À l’heure et au jour dits, je suis au 4, rue Joseph Bara. On me fait entrer dans un grand appartement de gentilhomme, très éclairé, très aristocratique. Parmi les invités au déjeuner, je rencontre un M. de Laprade, descendant ou parent du poète Victor de Laprade, et le couple Goyau. M. Pierre de La Gorce, octogénaire de 85 ans, je crois, me reçoit avec la simplicité même. Vieillard un peu courbé, mais qui a dû être de belle taille, portant barbe grisonnante, et portant aussi lunettes, comme tout historien qui se respecte. Hélas, encore un regret : je n’ai pas eu le temps de prendre des notes de ce déjeuner. J’ai oublié les sujets abordés en conversation. J’ai tout au plus gardé le souvenir d’une rencontre on ne peut plus cordiale. M. Pierre de La Gorce avait l’affabilité d’un ancêtre, ou, si l’on veut, d’un grand-père. Les spectacles de l’histoire ne l’avaient pas assombri. Ses propres épreuves — magistrat, il avait dû un jour déposer sa toge pour n’avoir pas à se prêter à certaines besognes anticléricales — l’avaient laissé serein. Attitude d’un homme que les vilenies de la vie et du passé peuvent attrister sans trop l’étonner. Attitude de chrétien qui ne se dépouille jamais de pitié devant les misères humaines. En dépit de la mise en garde de Mlle Agnès, je me risque à l’interroger sur ses travaux d’histoire. Il me répond aimablement — cela du moins je ne l’ai pas oublié — :

Je suis un ancien magistrat, comme vous savez. Je n’ai jamais pu me défaire du pli professionnel. Et je crois qu’en histoire ce pli a du bon. Tout problème historique est pour moi une cause évoquée à mon tribunal. J’organise consciencieusement mon dossier. J’en scrute toutes les pièces. Je prends la cause en délibéré. Quand tout est mûr, je rends mon jugement. Je veux dire que j’expose toute l’affaire. J’essaie de ramener le fait à sa juste mesure, à son exacte réalité. Comme c’est un fait humain, je m’efforce de pénétrer les motifs des acteurs qui y sont mêlés. Et je n’ai plus qu’à écrire les résultats de mon enquête.
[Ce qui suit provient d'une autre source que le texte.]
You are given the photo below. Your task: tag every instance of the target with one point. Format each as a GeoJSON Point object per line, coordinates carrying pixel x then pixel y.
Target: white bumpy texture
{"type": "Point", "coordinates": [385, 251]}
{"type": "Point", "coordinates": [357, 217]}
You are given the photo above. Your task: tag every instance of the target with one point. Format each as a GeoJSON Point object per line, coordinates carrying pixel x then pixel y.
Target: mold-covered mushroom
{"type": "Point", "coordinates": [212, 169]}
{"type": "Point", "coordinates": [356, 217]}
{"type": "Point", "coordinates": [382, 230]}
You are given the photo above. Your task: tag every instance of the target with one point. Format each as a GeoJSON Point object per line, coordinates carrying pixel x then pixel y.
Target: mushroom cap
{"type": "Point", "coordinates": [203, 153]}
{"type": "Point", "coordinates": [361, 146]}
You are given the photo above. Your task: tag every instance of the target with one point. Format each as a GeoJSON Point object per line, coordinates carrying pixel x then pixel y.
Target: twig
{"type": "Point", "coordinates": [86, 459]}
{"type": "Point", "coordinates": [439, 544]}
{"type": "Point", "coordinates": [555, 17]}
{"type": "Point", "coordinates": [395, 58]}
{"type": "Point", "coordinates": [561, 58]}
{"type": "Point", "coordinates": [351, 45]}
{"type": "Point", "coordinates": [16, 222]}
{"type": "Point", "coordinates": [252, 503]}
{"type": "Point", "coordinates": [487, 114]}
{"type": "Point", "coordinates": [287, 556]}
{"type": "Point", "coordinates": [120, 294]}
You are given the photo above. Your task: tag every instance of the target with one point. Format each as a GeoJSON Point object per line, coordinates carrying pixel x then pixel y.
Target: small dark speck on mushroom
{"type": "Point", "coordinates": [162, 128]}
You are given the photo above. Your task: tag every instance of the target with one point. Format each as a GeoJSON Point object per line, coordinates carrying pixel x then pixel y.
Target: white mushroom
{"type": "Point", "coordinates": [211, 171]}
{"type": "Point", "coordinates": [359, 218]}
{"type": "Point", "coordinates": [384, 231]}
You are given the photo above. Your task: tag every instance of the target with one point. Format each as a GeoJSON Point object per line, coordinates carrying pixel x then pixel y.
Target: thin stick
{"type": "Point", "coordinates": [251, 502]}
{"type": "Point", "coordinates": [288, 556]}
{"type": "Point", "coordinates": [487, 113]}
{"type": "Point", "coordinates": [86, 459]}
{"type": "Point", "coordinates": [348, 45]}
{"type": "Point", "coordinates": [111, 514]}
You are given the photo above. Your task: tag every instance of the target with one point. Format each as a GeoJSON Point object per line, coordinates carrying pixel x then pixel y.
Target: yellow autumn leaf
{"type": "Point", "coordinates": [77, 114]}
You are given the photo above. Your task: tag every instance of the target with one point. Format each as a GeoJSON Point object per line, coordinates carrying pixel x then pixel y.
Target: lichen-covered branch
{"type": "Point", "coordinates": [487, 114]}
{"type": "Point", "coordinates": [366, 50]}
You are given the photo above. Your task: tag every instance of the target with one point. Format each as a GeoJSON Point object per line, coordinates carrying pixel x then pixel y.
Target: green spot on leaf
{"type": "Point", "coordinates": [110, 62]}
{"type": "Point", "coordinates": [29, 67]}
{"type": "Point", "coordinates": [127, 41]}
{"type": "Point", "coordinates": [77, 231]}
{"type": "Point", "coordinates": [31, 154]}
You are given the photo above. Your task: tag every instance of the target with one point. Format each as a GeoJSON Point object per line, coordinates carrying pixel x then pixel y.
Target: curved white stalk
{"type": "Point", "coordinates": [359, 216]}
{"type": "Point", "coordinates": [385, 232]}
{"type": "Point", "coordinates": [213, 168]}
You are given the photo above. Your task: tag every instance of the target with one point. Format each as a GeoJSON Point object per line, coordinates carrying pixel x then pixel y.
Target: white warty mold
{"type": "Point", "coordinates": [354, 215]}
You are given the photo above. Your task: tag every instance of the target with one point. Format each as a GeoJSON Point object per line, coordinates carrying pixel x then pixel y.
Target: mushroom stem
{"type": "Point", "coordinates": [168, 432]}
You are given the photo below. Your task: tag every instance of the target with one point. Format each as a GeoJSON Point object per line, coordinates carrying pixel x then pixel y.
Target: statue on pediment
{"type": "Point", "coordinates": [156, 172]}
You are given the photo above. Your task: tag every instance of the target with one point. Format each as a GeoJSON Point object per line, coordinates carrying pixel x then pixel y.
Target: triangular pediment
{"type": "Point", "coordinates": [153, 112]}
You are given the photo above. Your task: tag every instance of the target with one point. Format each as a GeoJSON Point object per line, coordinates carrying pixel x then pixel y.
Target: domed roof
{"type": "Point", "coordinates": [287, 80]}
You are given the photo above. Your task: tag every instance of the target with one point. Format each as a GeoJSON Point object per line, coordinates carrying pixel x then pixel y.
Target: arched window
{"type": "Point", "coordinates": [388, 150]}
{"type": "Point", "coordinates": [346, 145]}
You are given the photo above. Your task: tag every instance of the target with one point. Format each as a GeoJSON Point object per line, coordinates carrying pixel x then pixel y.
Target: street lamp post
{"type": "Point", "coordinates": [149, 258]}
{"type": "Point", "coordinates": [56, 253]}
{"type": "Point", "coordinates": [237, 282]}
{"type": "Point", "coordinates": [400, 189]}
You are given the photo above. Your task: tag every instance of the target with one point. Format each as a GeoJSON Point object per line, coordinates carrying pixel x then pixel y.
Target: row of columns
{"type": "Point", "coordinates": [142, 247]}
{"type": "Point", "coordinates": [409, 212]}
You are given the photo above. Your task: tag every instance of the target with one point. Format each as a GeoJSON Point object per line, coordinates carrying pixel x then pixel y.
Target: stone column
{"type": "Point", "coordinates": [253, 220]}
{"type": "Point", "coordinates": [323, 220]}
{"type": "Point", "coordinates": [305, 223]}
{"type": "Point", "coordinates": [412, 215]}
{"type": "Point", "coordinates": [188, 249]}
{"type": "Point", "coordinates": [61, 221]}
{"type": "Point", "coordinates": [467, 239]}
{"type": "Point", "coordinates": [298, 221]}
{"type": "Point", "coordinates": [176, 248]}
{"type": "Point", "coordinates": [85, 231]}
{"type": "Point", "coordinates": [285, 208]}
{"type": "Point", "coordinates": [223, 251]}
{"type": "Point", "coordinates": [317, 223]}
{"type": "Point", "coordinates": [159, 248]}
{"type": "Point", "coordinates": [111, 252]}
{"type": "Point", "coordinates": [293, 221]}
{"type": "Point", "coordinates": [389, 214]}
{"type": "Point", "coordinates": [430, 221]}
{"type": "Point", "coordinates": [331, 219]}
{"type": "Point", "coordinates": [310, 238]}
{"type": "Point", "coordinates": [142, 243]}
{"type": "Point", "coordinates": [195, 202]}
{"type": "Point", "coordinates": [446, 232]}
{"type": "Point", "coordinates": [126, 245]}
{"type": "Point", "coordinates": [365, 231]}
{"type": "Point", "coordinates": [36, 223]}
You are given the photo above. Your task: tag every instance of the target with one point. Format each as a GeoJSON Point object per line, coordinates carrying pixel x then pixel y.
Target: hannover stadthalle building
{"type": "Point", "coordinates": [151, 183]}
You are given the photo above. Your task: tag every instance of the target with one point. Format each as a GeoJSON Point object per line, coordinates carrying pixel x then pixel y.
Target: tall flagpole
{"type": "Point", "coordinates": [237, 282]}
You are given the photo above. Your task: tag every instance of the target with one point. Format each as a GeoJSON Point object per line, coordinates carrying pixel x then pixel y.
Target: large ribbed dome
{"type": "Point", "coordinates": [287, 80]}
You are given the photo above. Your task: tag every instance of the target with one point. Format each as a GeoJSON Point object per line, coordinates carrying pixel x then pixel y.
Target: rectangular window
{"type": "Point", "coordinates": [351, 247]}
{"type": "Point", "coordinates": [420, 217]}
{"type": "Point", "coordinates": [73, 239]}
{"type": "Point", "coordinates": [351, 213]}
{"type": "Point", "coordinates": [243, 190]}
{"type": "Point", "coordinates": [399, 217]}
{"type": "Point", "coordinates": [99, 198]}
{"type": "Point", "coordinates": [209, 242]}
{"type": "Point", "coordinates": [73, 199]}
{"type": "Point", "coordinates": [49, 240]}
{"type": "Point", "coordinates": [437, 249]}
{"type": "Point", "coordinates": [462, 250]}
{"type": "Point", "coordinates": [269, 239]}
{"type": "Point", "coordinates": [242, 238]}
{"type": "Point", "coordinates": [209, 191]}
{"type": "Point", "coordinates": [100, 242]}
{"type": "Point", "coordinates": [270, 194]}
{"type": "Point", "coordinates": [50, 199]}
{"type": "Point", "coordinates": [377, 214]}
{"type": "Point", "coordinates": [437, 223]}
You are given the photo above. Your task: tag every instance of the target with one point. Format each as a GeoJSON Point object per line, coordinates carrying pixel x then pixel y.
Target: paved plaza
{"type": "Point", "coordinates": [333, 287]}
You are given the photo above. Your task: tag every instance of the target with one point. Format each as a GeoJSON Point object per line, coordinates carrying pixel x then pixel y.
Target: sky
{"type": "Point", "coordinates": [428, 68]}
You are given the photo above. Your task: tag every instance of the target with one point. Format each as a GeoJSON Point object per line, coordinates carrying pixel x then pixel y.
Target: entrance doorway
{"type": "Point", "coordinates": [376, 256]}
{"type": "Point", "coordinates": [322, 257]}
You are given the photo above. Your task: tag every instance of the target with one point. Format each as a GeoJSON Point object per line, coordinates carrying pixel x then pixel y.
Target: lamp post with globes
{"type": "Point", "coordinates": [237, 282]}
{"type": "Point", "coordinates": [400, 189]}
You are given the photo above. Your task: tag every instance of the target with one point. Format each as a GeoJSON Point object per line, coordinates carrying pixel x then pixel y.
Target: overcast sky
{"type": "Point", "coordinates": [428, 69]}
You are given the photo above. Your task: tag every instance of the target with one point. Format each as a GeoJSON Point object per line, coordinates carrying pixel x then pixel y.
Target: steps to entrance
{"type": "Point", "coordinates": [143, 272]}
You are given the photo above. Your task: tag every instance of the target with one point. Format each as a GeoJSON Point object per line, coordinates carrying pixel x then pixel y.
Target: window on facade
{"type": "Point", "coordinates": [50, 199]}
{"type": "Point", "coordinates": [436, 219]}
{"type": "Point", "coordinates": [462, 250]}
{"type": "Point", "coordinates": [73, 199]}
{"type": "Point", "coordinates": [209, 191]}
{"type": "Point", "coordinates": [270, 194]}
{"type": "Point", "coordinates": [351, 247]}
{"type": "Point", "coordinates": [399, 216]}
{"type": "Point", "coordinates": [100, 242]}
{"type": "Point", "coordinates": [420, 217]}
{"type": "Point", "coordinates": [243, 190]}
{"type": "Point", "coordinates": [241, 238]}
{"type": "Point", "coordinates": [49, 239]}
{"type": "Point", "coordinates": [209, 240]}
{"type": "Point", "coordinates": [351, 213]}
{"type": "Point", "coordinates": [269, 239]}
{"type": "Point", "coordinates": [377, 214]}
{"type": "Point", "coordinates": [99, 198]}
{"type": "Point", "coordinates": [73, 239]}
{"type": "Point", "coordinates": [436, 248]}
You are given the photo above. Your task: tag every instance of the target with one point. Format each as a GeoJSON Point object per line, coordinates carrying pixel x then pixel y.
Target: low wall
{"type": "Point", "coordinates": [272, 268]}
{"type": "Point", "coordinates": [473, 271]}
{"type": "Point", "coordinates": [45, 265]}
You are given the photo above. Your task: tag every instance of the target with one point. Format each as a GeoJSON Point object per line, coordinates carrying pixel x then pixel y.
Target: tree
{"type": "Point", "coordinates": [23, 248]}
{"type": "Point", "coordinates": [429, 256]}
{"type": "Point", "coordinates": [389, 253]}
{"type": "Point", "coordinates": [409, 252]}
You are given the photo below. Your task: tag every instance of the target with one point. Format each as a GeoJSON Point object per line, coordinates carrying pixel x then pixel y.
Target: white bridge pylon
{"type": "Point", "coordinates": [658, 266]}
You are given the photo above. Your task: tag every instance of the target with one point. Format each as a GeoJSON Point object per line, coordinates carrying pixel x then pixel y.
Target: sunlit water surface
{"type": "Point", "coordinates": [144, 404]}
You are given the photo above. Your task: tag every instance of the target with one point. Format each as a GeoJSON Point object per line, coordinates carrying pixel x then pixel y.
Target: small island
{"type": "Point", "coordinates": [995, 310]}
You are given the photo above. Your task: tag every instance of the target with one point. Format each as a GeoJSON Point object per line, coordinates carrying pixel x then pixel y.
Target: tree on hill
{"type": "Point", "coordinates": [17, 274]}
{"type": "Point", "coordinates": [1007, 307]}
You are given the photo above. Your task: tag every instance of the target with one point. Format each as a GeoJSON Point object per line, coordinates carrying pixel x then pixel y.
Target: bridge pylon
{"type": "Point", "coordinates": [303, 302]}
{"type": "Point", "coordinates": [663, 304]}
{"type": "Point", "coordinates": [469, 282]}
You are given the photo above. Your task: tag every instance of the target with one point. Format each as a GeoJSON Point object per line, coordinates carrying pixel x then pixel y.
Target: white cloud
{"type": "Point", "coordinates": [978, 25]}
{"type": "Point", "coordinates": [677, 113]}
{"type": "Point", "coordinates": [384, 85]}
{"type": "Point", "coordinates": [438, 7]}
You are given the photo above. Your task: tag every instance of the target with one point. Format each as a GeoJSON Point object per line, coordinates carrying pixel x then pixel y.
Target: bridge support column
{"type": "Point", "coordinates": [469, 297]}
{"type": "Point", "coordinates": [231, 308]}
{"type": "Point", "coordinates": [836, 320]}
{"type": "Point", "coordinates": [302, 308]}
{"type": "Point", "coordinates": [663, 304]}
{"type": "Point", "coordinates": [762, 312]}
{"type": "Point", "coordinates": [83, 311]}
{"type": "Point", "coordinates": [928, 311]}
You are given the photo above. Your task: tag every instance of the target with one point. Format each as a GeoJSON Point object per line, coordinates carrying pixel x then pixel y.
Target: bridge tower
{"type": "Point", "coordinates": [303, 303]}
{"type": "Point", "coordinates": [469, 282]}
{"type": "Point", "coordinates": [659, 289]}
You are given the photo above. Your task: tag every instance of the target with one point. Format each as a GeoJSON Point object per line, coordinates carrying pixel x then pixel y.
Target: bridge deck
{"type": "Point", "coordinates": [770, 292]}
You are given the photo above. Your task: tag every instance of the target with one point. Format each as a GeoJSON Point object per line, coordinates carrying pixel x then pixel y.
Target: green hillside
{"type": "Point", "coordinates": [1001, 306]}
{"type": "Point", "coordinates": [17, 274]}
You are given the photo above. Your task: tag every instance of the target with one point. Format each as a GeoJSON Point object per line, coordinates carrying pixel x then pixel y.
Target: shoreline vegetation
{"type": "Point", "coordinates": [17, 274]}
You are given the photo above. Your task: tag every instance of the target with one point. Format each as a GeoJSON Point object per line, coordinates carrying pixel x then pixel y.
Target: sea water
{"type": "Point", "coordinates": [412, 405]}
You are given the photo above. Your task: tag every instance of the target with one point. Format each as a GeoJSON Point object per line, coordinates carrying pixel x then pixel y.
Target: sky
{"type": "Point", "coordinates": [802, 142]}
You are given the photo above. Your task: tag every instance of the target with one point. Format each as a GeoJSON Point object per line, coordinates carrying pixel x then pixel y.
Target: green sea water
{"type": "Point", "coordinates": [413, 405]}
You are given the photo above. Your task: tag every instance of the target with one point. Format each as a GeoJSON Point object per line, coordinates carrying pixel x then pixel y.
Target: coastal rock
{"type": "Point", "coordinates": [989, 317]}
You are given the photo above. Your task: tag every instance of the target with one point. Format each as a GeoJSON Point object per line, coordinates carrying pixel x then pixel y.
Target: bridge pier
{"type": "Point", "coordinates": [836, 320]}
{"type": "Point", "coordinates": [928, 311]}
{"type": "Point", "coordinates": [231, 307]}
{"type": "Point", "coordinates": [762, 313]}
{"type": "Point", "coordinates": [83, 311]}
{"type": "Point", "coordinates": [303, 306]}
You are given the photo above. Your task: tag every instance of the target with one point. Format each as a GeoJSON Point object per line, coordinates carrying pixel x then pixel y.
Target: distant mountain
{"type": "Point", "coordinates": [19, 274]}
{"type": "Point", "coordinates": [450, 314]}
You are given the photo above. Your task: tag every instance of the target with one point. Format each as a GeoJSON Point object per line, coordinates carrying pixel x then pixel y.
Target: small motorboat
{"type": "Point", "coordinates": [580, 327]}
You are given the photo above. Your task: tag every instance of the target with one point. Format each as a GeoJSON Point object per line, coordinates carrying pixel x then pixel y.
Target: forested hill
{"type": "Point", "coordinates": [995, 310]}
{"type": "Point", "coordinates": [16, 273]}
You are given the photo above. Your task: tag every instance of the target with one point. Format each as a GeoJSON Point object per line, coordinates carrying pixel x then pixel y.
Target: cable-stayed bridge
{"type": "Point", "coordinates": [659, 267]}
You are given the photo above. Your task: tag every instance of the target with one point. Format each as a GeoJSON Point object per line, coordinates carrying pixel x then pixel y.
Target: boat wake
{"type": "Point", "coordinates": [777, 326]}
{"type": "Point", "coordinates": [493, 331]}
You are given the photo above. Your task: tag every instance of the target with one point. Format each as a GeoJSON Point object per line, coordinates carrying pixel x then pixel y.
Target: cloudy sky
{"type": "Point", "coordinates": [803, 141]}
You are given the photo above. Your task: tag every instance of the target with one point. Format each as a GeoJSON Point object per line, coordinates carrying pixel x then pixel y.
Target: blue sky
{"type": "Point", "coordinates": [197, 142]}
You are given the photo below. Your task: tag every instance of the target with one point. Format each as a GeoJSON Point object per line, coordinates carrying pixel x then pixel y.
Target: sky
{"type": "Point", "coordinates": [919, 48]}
Ainsi travaillait M. Pierre de La Gorce. Méthode qui, après tout, n’avait rien de si hétérodoxe. Mais une fois de plus j’appris comme il est difficile à un travailleur intellectuel de définir sa méthode de travail pour ce qu’il y entre de subjectif, et par conséquent d’impénétrable à soi-même. M. de La Gorce avait sûrement une méthode d’historien rigoureuse, plus que personnelle. Il n’arrivait pas à la définir. Comme son ami Goyau, M. de La Gorce faisait encore à 85 ans des projets de travail. Une figure continuait de l’obséder : celle de Napoléon III, l’un de ces grands fantômes qui ne cessent de hanter l’esprit des historiens, même après qu’ils les ont rendus à la vie. Ce Napoléon III, Pierre de La Gorce l’avait retourné en tous sens dans sa monumentale Histoire du Second Empire, la partie de son œuvre la moins dense, un peu délayée peut-être, ai-je dit tout à l’heure, étude, analyse hâtive, d’une lave mal refroidie. Figure énigmatique au souverain degré que celle de ce neveu de Bonaparte. Sujet on ne peut mieux fait pour un historien-psychologue, amateur des âmes troubles, compliquées, enveloppées de mystère. En effet, Pierre de La Gorce devait tenter un nouveau portrait de Napoléon III. Brochure de quelques pages, très concise, dernière et triomphante manière de ce noble historien qui nous donnerait dans la même veine, un Louis XVIII, un Charles X, un Louis-Philippe. Sa conception de l’histoire n’était peut-être pas celle qu’on dénomme « histoire scientifique », qui tend à se définir par la multiplicité des notes ou références au bas des pages, par une confusion volontaire avec l’érudition et surtout par un hautain mépris de la forme littéraire. En revanche, quelle subtile et fine psychologie éclaire chaque page de cet historien. Et quelle aisance dans l’exposé des faits qui ne peut procéder que de longues et profondes recherches : celles où il semble que l’on atteigne le tuf de l’homme et de son passé.